Indian Islamic scholar (1911/1912–1992)

Muhammad Masihullah Khan Sherwani Jalalabadi (1911/1912 - 13 November 1992) was an Indian Deobandi Islamic scholar known as an authority in Sufism. He was among the senior authorised disciples of Ashraf Ali Thanwi, who gave him the title Masīh al-Ummah (').

== Early life and education ==
Muhammad Masihullah Khan was born in 1329 or 1330 AH (1911/1912) in Sarai Barla, a village in the Aligarh district of Uttar Pradesh, India. His family was of the Sherwani tribe, a Sayyid tribe of Pathans. His father's name was Saeed Khan.

He was known for piety in his youth, and he often sat in the company of scholars and Sufis. He developed a close companionship with Muhammad Ilyas Kandhalvi, who introduced him to the books and lectures of Ashraf Ali Thanwi.

He received his early and secondary education in Barla, Aligarh, and enrolled in Darul Uloom Deoband in 1347 AH (1929 AD) and graduated from there in 1349 AH (1931 AD).
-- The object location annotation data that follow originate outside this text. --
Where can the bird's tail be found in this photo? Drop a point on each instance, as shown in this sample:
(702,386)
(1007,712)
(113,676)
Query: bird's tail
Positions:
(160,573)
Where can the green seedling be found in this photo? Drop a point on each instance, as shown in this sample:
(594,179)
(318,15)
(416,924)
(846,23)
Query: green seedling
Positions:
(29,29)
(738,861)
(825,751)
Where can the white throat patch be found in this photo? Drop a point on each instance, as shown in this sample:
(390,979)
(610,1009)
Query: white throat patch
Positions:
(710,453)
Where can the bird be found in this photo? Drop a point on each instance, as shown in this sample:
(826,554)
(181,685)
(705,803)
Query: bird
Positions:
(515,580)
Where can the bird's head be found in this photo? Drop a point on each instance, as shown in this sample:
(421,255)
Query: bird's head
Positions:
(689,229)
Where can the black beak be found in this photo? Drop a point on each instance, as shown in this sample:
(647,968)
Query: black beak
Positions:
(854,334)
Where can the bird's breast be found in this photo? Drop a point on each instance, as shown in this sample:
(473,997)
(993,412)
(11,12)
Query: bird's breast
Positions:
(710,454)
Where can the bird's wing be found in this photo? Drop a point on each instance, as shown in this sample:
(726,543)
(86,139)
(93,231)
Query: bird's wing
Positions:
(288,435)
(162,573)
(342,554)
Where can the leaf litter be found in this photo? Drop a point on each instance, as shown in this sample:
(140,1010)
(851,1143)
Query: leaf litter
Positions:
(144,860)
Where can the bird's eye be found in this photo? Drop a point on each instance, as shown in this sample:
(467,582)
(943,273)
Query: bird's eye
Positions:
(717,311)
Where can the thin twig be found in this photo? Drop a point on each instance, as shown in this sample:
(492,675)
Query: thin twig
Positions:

He continued there for another two years after graduation, spending time on Islamic logic and philosophy.

His teachers at Deoband Seminary included Hussain Ahmad Madani, Izaz Ali Amrohi,
Asghar Hussain Deobandi, Ibrahim Balyawi, Rasool Khan Hazarvi, and Murtaza Hasan Chandpuri.

He was an authorised disciple of Ashraf Ali Thanwi in Sufism. During his student days, he pledged allegiance to Thanwi, and in 1351 AH, Thanwi gave him permission to pledge allegiance.

== Career ==
In 1357 AH (1938/1939 AD), Thanwi sent him as a teacher in a madrasa (an Islamic school) named Madrasa Miftahul Uloom in Jalalabad, Muzaffarnagar (now Jalalabad, Shamli). At that time, this madrasa was only established as a school. But within a few years, due to the hard work of Masihullah, this madrasa started to be counted among the big Islamic seminars in India.

==Literary works==
- Shariat-o-Tasawwuf
- The Path to Perfection

== Death ==
Masihullah died on Friday, November 13, 1992 AD (Jumada I 17, 1413 AH), and was buried the same day after the Friday prayer. The funeral prayer was led by Mufti Inayatullah, and his funeral was attended by over 250,000 people. He was buried in the cemetery next to the madrasa.